The 30th season of WNBA basketball tipped off on Friday night, with 14 teams competing to knock off the Las Vegas Aces as league champs (and A’ja Wilson & the Aces doing their best to prevent such things from happening).

Whether it be one of the league’s two newcomers (or pseudo-newcomers, in the case of the second Portland Fire franchise), or an entrenched one like the defending league runners-up in Phoenix, there’s lots of talent to keep an eye on this summer across the league.

Now that I’m no longer employed to write about the league (or any other association, for that matter) on a full-time basis, I figured I’d resurrect the old newsletter to cover the summer’s action on the hardwood, expanding West Coast Bias Sports’ coverage to the WNBA (and any other Pac-12 related subjects that come my way).

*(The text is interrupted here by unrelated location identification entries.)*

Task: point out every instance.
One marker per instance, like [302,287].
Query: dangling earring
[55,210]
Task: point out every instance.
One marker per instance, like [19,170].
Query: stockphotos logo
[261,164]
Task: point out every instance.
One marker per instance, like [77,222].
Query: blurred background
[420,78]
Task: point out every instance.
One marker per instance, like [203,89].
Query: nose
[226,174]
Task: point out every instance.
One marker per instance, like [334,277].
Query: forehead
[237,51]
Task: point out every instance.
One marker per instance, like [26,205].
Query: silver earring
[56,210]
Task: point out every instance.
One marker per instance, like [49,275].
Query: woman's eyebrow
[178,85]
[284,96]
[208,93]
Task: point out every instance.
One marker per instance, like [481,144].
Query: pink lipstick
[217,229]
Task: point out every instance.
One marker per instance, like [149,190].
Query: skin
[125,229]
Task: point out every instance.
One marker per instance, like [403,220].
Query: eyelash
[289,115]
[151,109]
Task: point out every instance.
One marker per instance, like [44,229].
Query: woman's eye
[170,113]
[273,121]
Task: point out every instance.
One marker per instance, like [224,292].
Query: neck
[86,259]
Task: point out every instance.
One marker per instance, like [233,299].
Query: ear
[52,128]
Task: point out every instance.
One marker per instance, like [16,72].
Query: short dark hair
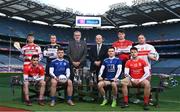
[60,49]
[133,48]
[34,56]
[111,48]
[120,31]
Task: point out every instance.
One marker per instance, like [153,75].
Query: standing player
[34,72]
[50,52]
[30,49]
[136,72]
[77,52]
[58,67]
[112,68]
[122,48]
[146,52]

Given that a former Pac-12 program (UCLA) is the reigning NCAA women’s basketball champ and Cori Close’s Bruins produced a record six WNBA Draft picks in 2026, it seemed like a good time to break down just how wide-ranging the OG Pac-12’s presence can be felt in today’s WNBA.

To do so, I took a look at the 212 active players listed on the WNBA’s website, taking diligent notes on how many came from the diaspora of the original Pacific-12 Conference.

What This Year’s WNBA Rosters Tell Us About the Conference of Champions

While the Pac-12 (in its historic sense) died at the knife’s edge of charlatans like Brett Yormark of the Big-12 and Kevin Warren (formerly of the Big Ten), that’s not to say the conference’s reach can’t be felt (and seen) when you tune into a WNBA contest.

Between the 15 teams in the league this season, 25 players (or roughly 12% of the WNBA’s 212 actively listed players) come from one of the original Pac-12 programs.

Of course, Close’s fingerprints are all over the league, with 11 players in the league right now, three more than Tara VanDerveer’s Stanford Cardinal for the top spot among the OG Pac-12 schools.

While the Bruins broke the record books of the WNBA’s three-round draft by getting six players picked this Spring, UCLA can also lay claim to veterans, like Monique Billings of the Indiana Fever, giving credence to the Westwood institution’s impact on today’s league landscape.

VanDerveer, who retired from the Palo Alto institution of tree-centric mayhem in 2024, can lay claim to helping hone the skills showed by forward Cameron Brink of the Los Angeles Sparks, as well as her teammate, Nneka Ogwumike.

The Oregon Ducks (and their longtime head coach, Kelly Graves) can lay claim to three current WNBA players, including a pair of stars that will suit up together for the first time inside the gilded confines of Barclays Center, in Sabrina Ionescu and Satou Sabally, while her sister, Nyara, will play for the expansion Toronto Tempo this year.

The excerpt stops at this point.